The number of Google search hits on 12 August 2006 for "mortally wounded" was 989,000. The number of Google hits on 12 October 2018 for "mortal wound" had 346,000 results and "mortally wounded" had 1,660,000 results.

More modern usage of the term is often more figurative than literal, which can be seen in the 1998 article Paternal Style Leaves Mortal Wounds by Stephen Deutsch. The article talks about the demise of a hospital without a director present and a proper mission statement which would lead to its implied 'eventual' death.

=== Legal usage ===
The term "mortal wound" may be defined by statute. For example, in New Zealand, the term is defined by the Crimes Act of 1961 as a dangerous act that is legally causative of death. In other contexts, the term may be used to indicate a wound that is nontrivial. More broadly, the term has been observed to be used with three possible meanings: (i) an injury that is likely to cause death to an average person under normal circumstances (ii) an injury that has a high likelihood of causing the victim death if left untreated medically; (iii) an injury that is likely to cause death even though it does not apply to the first two circumstances (e.g. a minor injury neglected by the victim).

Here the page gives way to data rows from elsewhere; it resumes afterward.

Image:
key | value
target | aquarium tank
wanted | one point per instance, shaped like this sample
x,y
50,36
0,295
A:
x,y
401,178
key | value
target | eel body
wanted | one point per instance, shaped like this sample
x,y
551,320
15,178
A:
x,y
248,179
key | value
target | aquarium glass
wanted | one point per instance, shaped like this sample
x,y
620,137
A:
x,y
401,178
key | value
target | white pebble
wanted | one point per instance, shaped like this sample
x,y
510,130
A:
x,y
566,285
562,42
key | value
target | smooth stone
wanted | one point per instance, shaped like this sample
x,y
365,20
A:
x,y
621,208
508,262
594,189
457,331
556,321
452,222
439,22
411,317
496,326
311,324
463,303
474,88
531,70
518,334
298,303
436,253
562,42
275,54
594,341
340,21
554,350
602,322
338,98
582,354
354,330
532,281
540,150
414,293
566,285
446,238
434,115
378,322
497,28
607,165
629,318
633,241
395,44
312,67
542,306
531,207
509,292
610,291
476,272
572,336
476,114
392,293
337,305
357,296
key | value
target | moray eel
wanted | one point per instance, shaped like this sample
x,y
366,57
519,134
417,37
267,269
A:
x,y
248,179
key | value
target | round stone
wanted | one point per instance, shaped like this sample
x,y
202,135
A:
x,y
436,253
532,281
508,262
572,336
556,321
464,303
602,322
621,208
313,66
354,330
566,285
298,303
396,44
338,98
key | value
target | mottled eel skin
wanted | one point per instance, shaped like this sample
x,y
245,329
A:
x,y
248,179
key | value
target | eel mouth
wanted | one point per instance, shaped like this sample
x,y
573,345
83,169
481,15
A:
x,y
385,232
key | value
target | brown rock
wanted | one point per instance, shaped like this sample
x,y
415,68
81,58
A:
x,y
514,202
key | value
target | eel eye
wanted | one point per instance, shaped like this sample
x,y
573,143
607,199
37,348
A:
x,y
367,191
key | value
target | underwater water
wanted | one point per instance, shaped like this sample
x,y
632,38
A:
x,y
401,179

In the 2007 Republic of Philippines Supreme Court Petition for Review of Lazaro (petitioner) versus Crisaldo Alberto (prosecutor) the decision report uses the term "mortal wound", it discusses the importance of being able to discern whether the petitioner had inflicted a mortal or non-mortal wound on the prosecutor Crisaldo in determining the sentence for Lazaro. If the Jury believed that Crisaldo had been inflicted with a mortal wound, which would have led to death if untreated, then Lazaro would be accused of attempted murder, rather than frustrated murder.

=== Usage in the media ===
The 2018 Australian news article Dutton delivers mortal wound to Turnbull uses the term metaphorically as the death of Prime Minister Turnbull's party's support. Member of parliament Petter Dutton challenged Prime Minister Malcolm Turnbull for leadership of the Australian Liberal Party. The article describes it as when fewer than 60% of a prime minister's colleagues support him, he is a "dead leader walking."